Measure the distance from floor to ceiling in the location where you plan to erect your temporary wall. Measuring the exact spots where your 2-by-4-inch wall supports will stand is important. Start in one corner where the wall will begin and measure for the first stud. Then move to the location where you expect your temporary wall to end and measure again in the same way.
Subtract 3 inches from each measurement to compensate for the 2-by-4-inch studs you will place along the top and bottom of the wall -- 2-by-4-inch studs actually measure 1 1/2 inches on the short side.
Cut two 2-by-4-inch studs to fit the exact measurements taken in Step 1 using your circular saw. Lay a strip of foam sill plate sealer along the floor. Lay your bottom plate stud in place atop the sealer along the floor. With the help of an assistant or two, hold your ceiling plate stud in place directly above the floor plate stud you have just laid down. Place a second strip of foam sill plate sealer between the ceiling plate stud and the ceiling before raising it into position.

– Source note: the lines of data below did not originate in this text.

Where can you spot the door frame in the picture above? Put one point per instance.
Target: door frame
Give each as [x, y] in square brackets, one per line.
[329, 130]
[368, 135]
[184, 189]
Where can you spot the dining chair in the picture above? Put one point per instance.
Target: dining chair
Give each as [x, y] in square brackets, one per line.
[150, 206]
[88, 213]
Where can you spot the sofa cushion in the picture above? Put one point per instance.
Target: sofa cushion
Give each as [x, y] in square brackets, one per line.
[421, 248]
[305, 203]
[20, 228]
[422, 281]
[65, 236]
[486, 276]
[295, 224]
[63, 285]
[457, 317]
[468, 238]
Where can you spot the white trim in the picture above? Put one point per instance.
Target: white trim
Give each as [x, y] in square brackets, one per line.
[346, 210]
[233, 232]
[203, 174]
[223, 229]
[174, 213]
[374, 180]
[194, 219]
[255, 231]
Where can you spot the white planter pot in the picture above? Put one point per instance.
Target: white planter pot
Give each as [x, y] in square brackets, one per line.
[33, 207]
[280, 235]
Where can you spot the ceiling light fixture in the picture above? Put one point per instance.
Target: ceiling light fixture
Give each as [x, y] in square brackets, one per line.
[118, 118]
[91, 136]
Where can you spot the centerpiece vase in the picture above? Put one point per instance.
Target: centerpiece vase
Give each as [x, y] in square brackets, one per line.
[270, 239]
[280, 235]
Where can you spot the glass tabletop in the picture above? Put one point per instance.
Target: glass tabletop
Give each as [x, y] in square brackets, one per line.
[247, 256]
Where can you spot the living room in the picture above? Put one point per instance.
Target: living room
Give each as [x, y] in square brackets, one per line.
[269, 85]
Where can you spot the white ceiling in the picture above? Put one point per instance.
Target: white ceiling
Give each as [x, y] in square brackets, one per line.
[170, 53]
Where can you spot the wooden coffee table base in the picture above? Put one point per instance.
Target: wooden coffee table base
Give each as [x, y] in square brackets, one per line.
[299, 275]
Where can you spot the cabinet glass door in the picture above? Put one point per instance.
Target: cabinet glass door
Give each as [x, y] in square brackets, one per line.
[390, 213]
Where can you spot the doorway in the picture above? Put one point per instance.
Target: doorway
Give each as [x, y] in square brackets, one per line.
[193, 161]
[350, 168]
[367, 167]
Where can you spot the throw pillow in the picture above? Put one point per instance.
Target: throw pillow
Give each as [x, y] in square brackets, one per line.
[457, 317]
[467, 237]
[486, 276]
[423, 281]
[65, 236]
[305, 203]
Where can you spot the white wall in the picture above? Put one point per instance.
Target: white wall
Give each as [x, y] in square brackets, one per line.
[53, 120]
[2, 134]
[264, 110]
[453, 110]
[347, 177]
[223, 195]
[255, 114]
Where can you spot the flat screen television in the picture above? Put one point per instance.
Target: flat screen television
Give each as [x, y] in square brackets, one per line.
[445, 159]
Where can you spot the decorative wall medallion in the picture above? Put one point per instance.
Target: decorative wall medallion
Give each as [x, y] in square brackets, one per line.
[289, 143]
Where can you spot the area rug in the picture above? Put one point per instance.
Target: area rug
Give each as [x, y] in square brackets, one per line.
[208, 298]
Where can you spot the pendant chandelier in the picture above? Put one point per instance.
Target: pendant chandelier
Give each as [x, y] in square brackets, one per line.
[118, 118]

Wedge your two 2-by-4-inch studs in place at each end of the new wall between the floor and ceiling plate studs. The two verticals should fit tightly and form a sturdy square frame. Measure the space between the top and bottom plate studs every 16 inches from the corner studs outward using your tape measure.

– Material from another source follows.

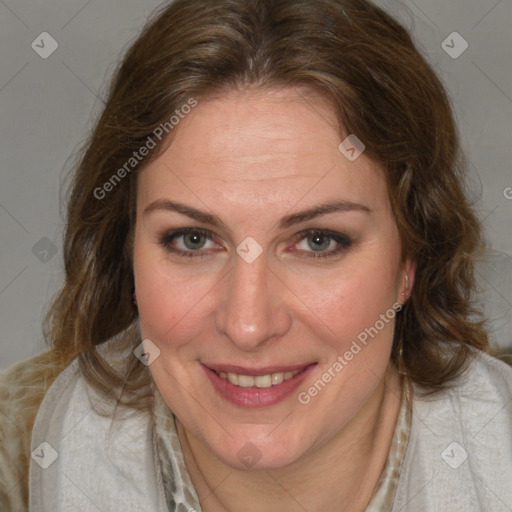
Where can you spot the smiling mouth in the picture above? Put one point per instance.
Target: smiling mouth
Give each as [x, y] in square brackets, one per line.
[260, 381]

Cut 2-by-4-inch studs with your circular saw to fit the gap at each location. Wedge the vertical studs into place in the same manner you did the first two. Use your hammer to tap the studs into place if they do not slide in easily.
Drill a toenail hole at the top and bottom of each vertical stud with your drill. The holes should sit at an angle and reach into the ceiling and floor plate studs respectively. Use your screw gun and 3-inch drywall screws to fasten each upright in place.

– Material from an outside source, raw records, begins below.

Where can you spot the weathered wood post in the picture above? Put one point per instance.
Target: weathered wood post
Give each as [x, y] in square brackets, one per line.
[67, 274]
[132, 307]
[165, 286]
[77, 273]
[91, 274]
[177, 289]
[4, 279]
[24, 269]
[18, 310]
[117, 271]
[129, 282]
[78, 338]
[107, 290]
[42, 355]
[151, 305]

Measure and mark each piece of drywall with your straight edge and pencil. Lay your straight edge along the cut-line and run your carpet knife along the edge to ensure a straight cut. Lift the drywall and apply pressure to the uncut side opposite your razor cut. The drywall should snap leaving just a thin layer of paper sheeting holding it together. Cut the sheeting with your carpet knife.
Install the drywall at the top of the wall first. If your wall is not taller than 8 feet you, should be able to cover it from top to bottom with one sheet, then move to the next section. Fasten the drywall to your wall framework using your screw gun and 1 1/2-inch drywall screws. Repeat the process until one side of the wall is completely covered.
Insert your soundproof insulation between the studs on the open side of the wall. Cut it to fit using your carpet knife and wedge it in place. With the insulation in place, cover the open side of the wall with drywall.
Cover the seams between your drywall sheets with joint compound. Spread a 1/4-inch layer of compound over the joint using your 4-inch putty knife. Lay a strip of drywall tape over the compound and press it in place. Scrape away the excess compound and allow it to dry completely. Apply a second layer of compound with your 6-inch putty knife and allow it to dry completely.
Sand the dried compound to create a smooth finish using your light-grit sandpaper. Paint or finish the wall as desired. To tear down the temporary wall, just remove the drywall and unscrew your toenail anchors. The rest will come down without the help of any tools.